3. Torque connectors to specification. A loose SMA connection can add 0.5 dB loss at 26 GHz. I use a torque wrench for every connection now—after one too many "finger-tight" failures.
4. For the clear phone and similar consumer electronics RF testing, use appropriate micro-coaxial adapters. Don't force an SMA onto a U.FL connector—I've ripped pads off boards doing this.

Step 5: Use the Right Trigger and Sweep Mode

This is a subtle one that catches even experienced engineers. In 2023, we were testing burst signals from an 802.11ax device using a Keysight signal analyzer in swept mode. The analyzer was sweeping slowly, so it missed the burst most of the time. The result? We thought the device was dead. Spent an entire day swapping hardware before someone suggested using "free-run trigger" and adjusting the sweep time manually.

Checklist item:

• For bursted or pulsed signals (radar, Wi-Fi, 5G TDD): use "external trigger" or "video trigger" on the signal analyzer, not continuous sweep.
• For the 81150A pulse generator, ensure the trigger mode matches the test requirement of your N93-based power measurement.
• If using a PNA for time-domain measurements (TDR mode), set the frequency span correctly for the spatial resolution you need. A 20 GHz span gives about 5 mm resolution; a 1 GHz span gives about 100 mm.
• When uncertain, start with "automatic," then switch to manual only if you understand the trade-off. The automatic settings are surprisingly good—provided the input signal is continuous and stable.

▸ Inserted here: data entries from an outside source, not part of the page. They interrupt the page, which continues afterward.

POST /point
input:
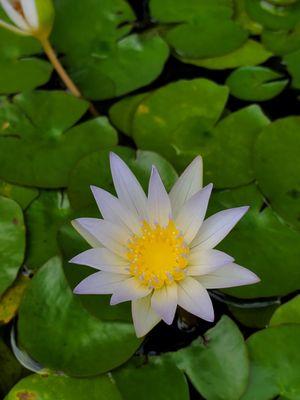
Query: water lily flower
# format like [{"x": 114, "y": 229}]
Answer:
[
  {"x": 158, "y": 251},
  {"x": 29, "y": 17}
]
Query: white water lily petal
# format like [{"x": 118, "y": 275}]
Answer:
[
  {"x": 216, "y": 227},
  {"x": 164, "y": 302},
  {"x": 127, "y": 187},
  {"x": 109, "y": 235},
  {"x": 30, "y": 12},
  {"x": 194, "y": 298},
  {"x": 189, "y": 183},
  {"x": 100, "y": 283},
  {"x": 203, "y": 261},
  {"x": 144, "y": 317},
  {"x": 129, "y": 290},
  {"x": 191, "y": 216},
  {"x": 228, "y": 276},
  {"x": 159, "y": 205},
  {"x": 113, "y": 210},
  {"x": 14, "y": 15},
  {"x": 102, "y": 259}
]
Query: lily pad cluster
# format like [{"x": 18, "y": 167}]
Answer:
[{"x": 171, "y": 80}]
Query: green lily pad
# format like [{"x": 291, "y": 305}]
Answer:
[
  {"x": 103, "y": 62},
  {"x": 254, "y": 243},
  {"x": 157, "y": 378},
  {"x": 44, "y": 217},
  {"x": 292, "y": 61},
  {"x": 217, "y": 364},
  {"x": 19, "y": 69},
  {"x": 38, "y": 142},
  {"x": 60, "y": 334},
  {"x": 95, "y": 170},
  {"x": 255, "y": 83},
  {"x": 37, "y": 387},
  {"x": 277, "y": 167},
  {"x": 12, "y": 239},
  {"x": 274, "y": 363},
  {"x": 173, "y": 112},
  {"x": 288, "y": 313},
  {"x": 250, "y": 53}
]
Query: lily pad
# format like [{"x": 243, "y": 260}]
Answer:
[
  {"x": 274, "y": 363},
  {"x": 217, "y": 364},
  {"x": 37, "y": 387},
  {"x": 38, "y": 142},
  {"x": 253, "y": 241},
  {"x": 277, "y": 167},
  {"x": 12, "y": 238},
  {"x": 255, "y": 83},
  {"x": 60, "y": 334}
]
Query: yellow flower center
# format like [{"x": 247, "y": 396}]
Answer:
[{"x": 158, "y": 255}]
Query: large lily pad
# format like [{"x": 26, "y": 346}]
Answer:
[
  {"x": 12, "y": 238},
  {"x": 49, "y": 387},
  {"x": 275, "y": 364},
  {"x": 217, "y": 365},
  {"x": 60, "y": 334},
  {"x": 277, "y": 167},
  {"x": 38, "y": 142}
]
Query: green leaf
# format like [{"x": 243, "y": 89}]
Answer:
[
  {"x": 60, "y": 334},
  {"x": 255, "y": 83},
  {"x": 44, "y": 217},
  {"x": 288, "y": 313},
  {"x": 19, "y": 69},
  {"x": 274, "y": 363},
  {"x": 253, "y": 241},
  {"x": 104, "y": 62},
  {"x": 37, "y": 387},
  {"x": 38, "y": 142},
  {"x": 250, "y": 53},
  {"x": 217, "y": 364},
  {"x": 12, "y": 239},
  {"x": 277, "y": 167},
  {"x": 157, "y": 378}
]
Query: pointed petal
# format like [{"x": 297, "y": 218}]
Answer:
[
  {"x": 114, "y": 211},
  {"x": 129, "y": 290},
  {"x": 189, "y": 183},
  {"x": 216, "y": 227},
  {"x": 14, "y": 15},
  {"x": 99, "y": 283},
  {"x": 103, "y": 259},
  {"x": 194, "y": 298},
  {"x": 202, "y": 262},
  {"x": 144, "y": 317},
  {"x": 228, "y": 276},
  {"x": 159, "y": 205},
  {"x": 127, "y": 187},
  {"x": 104, "y": 233},
  {"x": 30, "y": 12},
  {"x": 164, "y": 302},
  {"x": 192, "y": 214}
]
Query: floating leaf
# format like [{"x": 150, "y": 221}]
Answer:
[
  {"x": 60, "y": 334},
  {"x": 277, "y": 167},
  {"x": 39, "y": 146},
  {"x": 255, "y": 83},
  {"x": 217, "y": 365},
  {"x": 12, "y": 239}
]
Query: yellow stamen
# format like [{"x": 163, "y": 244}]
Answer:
[{"x": 158, "y": 256}]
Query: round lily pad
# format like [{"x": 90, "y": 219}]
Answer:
[
  {"x": 39, "y": 143},
  {"x": 12, "y": 238},
  {"x": 277, "y": 167},
  {"x": 60, "y": 334}
]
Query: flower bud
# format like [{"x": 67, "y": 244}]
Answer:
[{"x": 29, "y": 17}]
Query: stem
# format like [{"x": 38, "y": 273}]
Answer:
[{"x": 50, "y": 52}]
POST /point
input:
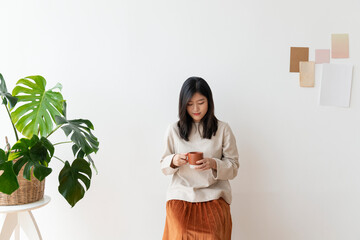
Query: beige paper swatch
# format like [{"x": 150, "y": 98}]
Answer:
[
  {"x": 298, "y": 54},
  {"x": 307, "y": 74},
  {"x": 335, "y": 87},
  {"x": 340, "y": 45}
]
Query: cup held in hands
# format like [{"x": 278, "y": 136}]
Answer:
[{"x": 193, "y": 157}]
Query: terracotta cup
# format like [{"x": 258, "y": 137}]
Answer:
[{"x": 193, "y": 157}]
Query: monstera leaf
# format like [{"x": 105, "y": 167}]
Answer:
[
  {"x": 8, "y": 180},
  {"x": 35, "y": 154},
  {"x": 7, "y": 97},
  {"x": 40, "y": 107},
  {"x": 81, "y": 136},
  {"x": 70, "y": 186}
]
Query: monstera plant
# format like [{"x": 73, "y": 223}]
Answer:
[{"x": 37, "y": 113}]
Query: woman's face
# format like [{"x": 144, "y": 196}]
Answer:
[{"x": 197, "y": 107}]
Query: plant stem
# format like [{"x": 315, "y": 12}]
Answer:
[
  {"x": 54, "y": 130},
  {"x": 7, "y": 109},
  {"x": 59, "y": 159},
  {"x": 62, "y": 143}
]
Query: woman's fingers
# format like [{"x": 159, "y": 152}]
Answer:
[{"x": 204, "y": 164}]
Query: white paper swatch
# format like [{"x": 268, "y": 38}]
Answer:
[{"x": 336, "y": 85}]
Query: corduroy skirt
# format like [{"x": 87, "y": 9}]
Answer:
[{"x": 197, "y": 221}]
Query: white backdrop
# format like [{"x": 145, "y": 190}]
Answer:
[{"x": 122, "y": 64}]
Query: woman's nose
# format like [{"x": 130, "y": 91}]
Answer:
[{"x": 196, "y": 107}]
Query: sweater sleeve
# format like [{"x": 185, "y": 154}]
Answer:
[
  {"x": 168, "y": 154},
  {"x": 228, "y": 165}
]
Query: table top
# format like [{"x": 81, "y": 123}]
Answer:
[{"x": 25, "y": 207}]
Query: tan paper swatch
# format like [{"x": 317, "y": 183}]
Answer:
[
  {"x": 340, "y": 45},
  {"x": 298, "y": 54},
  {"x": 307, "y": 74}
]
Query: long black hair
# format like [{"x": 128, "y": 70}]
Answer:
[{"x": 209, "y": 122}]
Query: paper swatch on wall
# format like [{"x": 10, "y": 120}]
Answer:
[
  {"x": 322, "y": 56},
  {"x": 340, "y": 45},
  {"x": 336, "y": 85},
  {"x": 298, "y": 54},
  {"x": 307, "y": 74}
]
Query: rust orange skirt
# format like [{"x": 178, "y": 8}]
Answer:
[{"x": 198, "y": 221}]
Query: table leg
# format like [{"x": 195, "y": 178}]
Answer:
[
  {"x": 11, "y": 221},
  {"x": 28, "y": 224},
  {"x": 17, "y": 232}
]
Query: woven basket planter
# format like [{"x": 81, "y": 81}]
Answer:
[{"x": 28, "y": 192}]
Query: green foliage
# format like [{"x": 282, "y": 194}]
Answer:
[
  {"x": 7, "y": 97},
  {"x": 8, "y": 178},
  {"x": 35, "y": 154},
  {"x": 70, "y": 186},
  {"x": 42, "y": 112},
  {"x": 80, "y": 131},
  {"x": 37, "y": 114}
]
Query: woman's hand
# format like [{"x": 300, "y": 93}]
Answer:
[
  {"x": 179, "y": 160},
  {"x": 205, "y": 164}
]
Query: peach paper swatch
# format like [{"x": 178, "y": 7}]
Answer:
[
  {"x": 298, "y": 54},
  {"x": 340, "y": 45},
  {"x": 336, "y": 85},
  {"x": 322, "y": 56},
  {"x": 307, "y": 74}
]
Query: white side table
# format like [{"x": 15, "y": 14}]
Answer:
[{"x": 20, "y": 216}]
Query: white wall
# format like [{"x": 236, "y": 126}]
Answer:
[{"x": 122, "y": 64}]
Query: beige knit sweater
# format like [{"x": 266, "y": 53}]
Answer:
[{"x": 200, "y": 186}]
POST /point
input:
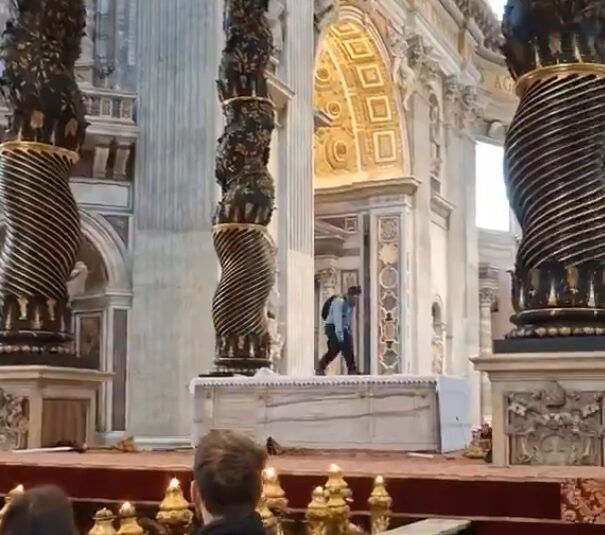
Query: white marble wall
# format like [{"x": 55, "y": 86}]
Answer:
[
  {"x": 171, "y": 336},
  {"x": 423, "y": 294},
  {"x": 295, "y": 202}
]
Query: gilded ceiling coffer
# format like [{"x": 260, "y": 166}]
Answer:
[
  {"x": 42, "y": 225},
  {"x": 555, "y": 165},
  {"x": 244, "y": 247}
]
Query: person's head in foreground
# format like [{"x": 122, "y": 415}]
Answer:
[
  {"x": 227, "y": 483},
  {"x": 40, "y": 511}
]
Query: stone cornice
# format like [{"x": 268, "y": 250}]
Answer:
[
  {"x": 441, "y": 206},
  {"x": 281, "y": 380}
]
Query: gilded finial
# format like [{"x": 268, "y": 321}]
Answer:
[
  {"x": 8, "y": 499},
  {"x": 379, "y": 504},
  {"x": 128, "y": 521},
  {"x": 317, "y": 513},
  {"x": 175, "y": 511},
  {"x": 103, "y": 523},
  {"x": 269, "y": 521}
]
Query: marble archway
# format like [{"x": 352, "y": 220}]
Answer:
[{"x": 360, "y": 147}]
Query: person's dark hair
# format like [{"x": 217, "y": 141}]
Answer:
[
  {"x": 40, "y": 511},
  {"x": 354, "y": 290},
  {"x": 228, "y": 472}
]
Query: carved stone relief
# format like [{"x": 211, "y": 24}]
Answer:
[
  {"x": 14, "y": 421},
  {"x": 276, "y": 16},
  {"x": 389, "y": 292},
  {"x": 555, "y": 427}
]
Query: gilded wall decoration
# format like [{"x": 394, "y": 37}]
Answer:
[
  {"x": 553, "y": 426},
  {"x": 354, "y": 87},
  {"x": 14, "y": 421},
  {"x": 583, "y": 501},
  {"x": 389, "y": 294},
  {"x": 89, "y": 331}
]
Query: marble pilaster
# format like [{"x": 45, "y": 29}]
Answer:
[
  {"x": 390, "y": 296},
  {"x": 488, "y": 292},
  {"x": 423, "y": 294},
  {"x": 295, "y": 189},
  {"x": 329, "y": 277},
  {"x": 171, "y": 335}
]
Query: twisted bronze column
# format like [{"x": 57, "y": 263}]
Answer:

What I Wish Someone Had Told Me Early On

Looking back, most of my expensive mistakes came from two things: rushing and assumptions. Rushing because deadlines are real, and assumptions because the equipment looked familiar.

Quick reference checklist:

• Is the calibration valid?
• Is the reference set correctly (internal vs external)?
• Are input power limits verified?
• Is IFBW/RBW appropriate for the signal?
• Are cables and connectors compatible and torqued?
• Is the trigger/sweep mode matched to the signal type?

Granted, working through this list adds 5-10 minutes to the initial setup. But compared to the alternative—a $4,700 repair, a $3,200 scrap batch, or a week of debugging—that's time well spent.

Industry standard for measurement confidence requires traceability to recognized standards (like NIST), but in daily practice, this checklist catches the errors that standards compliance alone won't. As of January 2025, Keysight's own application notes recommend calibrating at least every 12 months for bench instruments; for production-critical setups, every 6 months.